Toback was probably too busy harassing coeds to read Deleuze, but he got the idea. In one scene from the original, Freed, riding along with a collections heavy, remarks: “Look what you've got. Fresh air; open road; free afternoon.” A few minutes later, he's watching his chauffeur, who has outsourced morality and agency to his boss who has in turn outsourced it to the system, joylessly break a man's arm. That's how it goes in hierarchical orgs. As sociologist Robert Jackall wrote after spending the early 1980s embedded among corporate managers, morality has become "what the guy above you wants." And there's almost always another guy.

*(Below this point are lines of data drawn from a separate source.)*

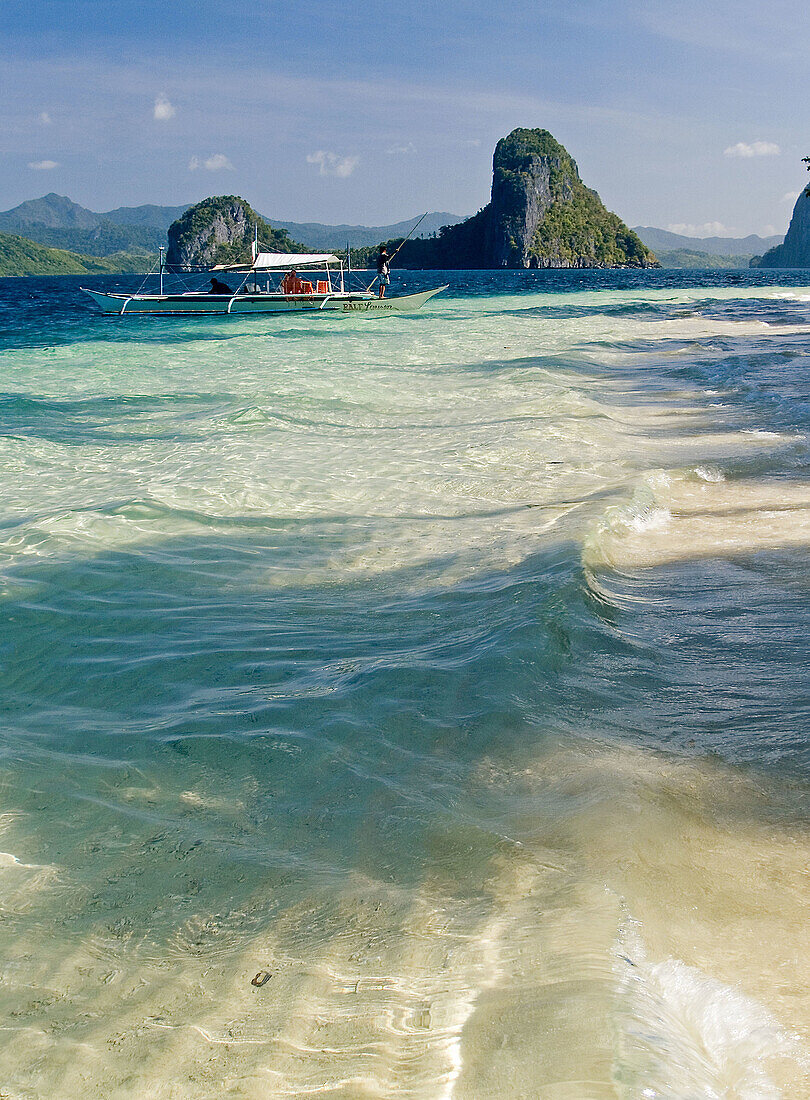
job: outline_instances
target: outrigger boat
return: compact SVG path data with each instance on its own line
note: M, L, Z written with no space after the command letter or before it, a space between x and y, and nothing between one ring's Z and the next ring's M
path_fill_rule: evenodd
M218 264L208 268L241 275L236 290L211 293L183 290L179 294L164 293L163 249L160 253L158 294L105 294L81 287L106 314L130 316L132 314L204 314L232 316L243 314L298 314L338 310L349 312L411 311L420 309L434 295L446 290L439 286L433 290L406 294L399 297L379 298L371 289L351 290L346 287L346 272L342 261L331 254L294 254L288 252L260 252L258 243L252 246L249 264ZM337 270L335 270L337 267ZM299 270L311 275L302 278ZM315 277L324 275L324 277ZM335 277L333 277L335 276ZM214 290L218 280L211 280ZM145 284L145 280L144 280ZM220 284L225 286L225 284ZM373 284L372 284L373 285Z

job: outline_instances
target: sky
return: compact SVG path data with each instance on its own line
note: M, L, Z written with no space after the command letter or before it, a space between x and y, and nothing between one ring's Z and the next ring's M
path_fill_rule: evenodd
M631 226L786 230L806 0L0 0L0 209L237 194L385 224L489 200L549 130Z

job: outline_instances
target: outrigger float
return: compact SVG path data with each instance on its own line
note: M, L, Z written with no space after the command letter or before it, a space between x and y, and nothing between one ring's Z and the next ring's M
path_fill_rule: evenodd
M211 293L184 290L180 294L164 294L163 249L160 254L160 293L105 294L81 287L106 314L131 316L132 314L206 315L232 316L243 314L299 314L339 311L342 314L365 314L420 309L435 295L447 289L439 286L433 290L406 294L399 297L379 298L371 289L350 290L346 287L346 272L342 261L331 254L294 254L288 252L260 252L258 243L252 248L250 264L218 264L208 268L241 275L239 286L233 292ZM303 270L310 278L302 278ZM319 277L322 275L324 277ZM144 280L145 283L145 280ZM217 279L211 280L216 292ZM225 284L219 284L223 286ZM373 284L372 284L373 286Z

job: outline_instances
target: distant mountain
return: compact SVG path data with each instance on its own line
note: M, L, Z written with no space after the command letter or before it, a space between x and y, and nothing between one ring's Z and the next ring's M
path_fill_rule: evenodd
M548 130L518 128L495 145L488 205L438 238L408 241L397 266L657 267L658 262L582 183L573 157Z
M752 267L810 267L810 190L796 200L785 243L770 249Z
M661 267L712 271L743 268L751 265L751 256L719 256L713 252L697 252L692 249L659 249L656 256Z
M118 252L85 256L63 249L46 249L24 237L0 233L0 275L92 275L145 272L154 263L149 253Z
M688 249L690 252L721 256L757 256L784 241L784 237L757 237L754 233L749 237L682 237L654 226L635 226L633 232L656 254Z
M95 229L101 216L86 210L66 195L43 195L41 199L29 199L13 210L0 213L0 229L29 229L42 226L45 229Z
M156 252L166 240L165 228L118 223L106 215L87 210L66 196L53 193L1 212L0 232L21 233L47 248L91 256L108 256L113 252Z
M344 249L347 241L352 249L362 249L369 244L380 244L395 237L407 237L419 217L397 221L392 226L325 226L319 221L278 221L277 218L265 218L274 229L286 229L296 241L304 241L316 252L326 249ZM457 213L429 213L416 231L416 238L433 237L442 226L458 226L464 221Z
M185 213L190 206L190 202L186 202L182 207L158 207L147 202L141 207L117 207L114 210L108 210L97 217L114 221L117 226L145 226L149 229L162 229L165 233L172 222Z
M166 243L172 222L190 206L190 202L175 207L144 204L97 213L65 195L52 191L0 212L0 232L23 233L39 244L95 256L132 249L155 251ZM325 226L321 222L278 221L276 218L264 220L274 229L286 229L293 240L303 241L308 249L319 251L344 249L347 241L357 249L364 244L379 244L392 237L406 237L418 218L392 226ZM456 226L463 220L455 213L429 213L416 235L431 237L442 226Z

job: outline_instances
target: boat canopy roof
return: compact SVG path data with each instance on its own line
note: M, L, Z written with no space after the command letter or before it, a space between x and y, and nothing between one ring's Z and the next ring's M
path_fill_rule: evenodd
M252 263L249 264L217 264L211 271L215 272L252 272L252 271L278 271L284 267L322 267L325 264L340 263L337 256L330 253L309 252L260 252Z

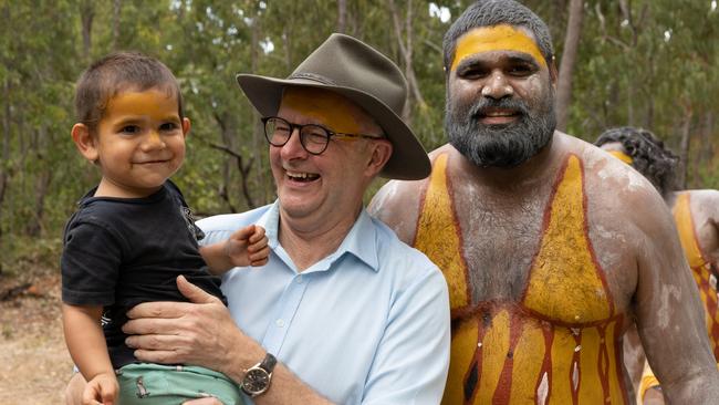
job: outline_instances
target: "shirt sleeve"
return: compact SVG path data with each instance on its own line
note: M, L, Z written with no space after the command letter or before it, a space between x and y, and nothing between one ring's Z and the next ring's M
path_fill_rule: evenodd
M439 269L395 301L362 404L439 404L449 368L449 293Z
M80 222L69 229L60 262L62 301L71 305L113 304L121 258L121 243L106 228Z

Unless you say Fuck You. But that requires more than confrontation. It requires confronting the self. The Gambler ends with Axel, freed from his debts, goading a sex worker into slashing his pretty face then smiling at the wound in a mirror. It's very New Hollywood, but it's also a rebuttal to even faulty arithmetic. The path toward freedom doesn't run through cold calculation, but through the will to be perverse, contrarian – scarred by the integrity of transgression.
The real math on Fuck You Money turns out to be largely irrelevant. The cost of saying fuck you is respectability. Disfiguring the pretty face in the mirror. Killing the little loanshark in your heart.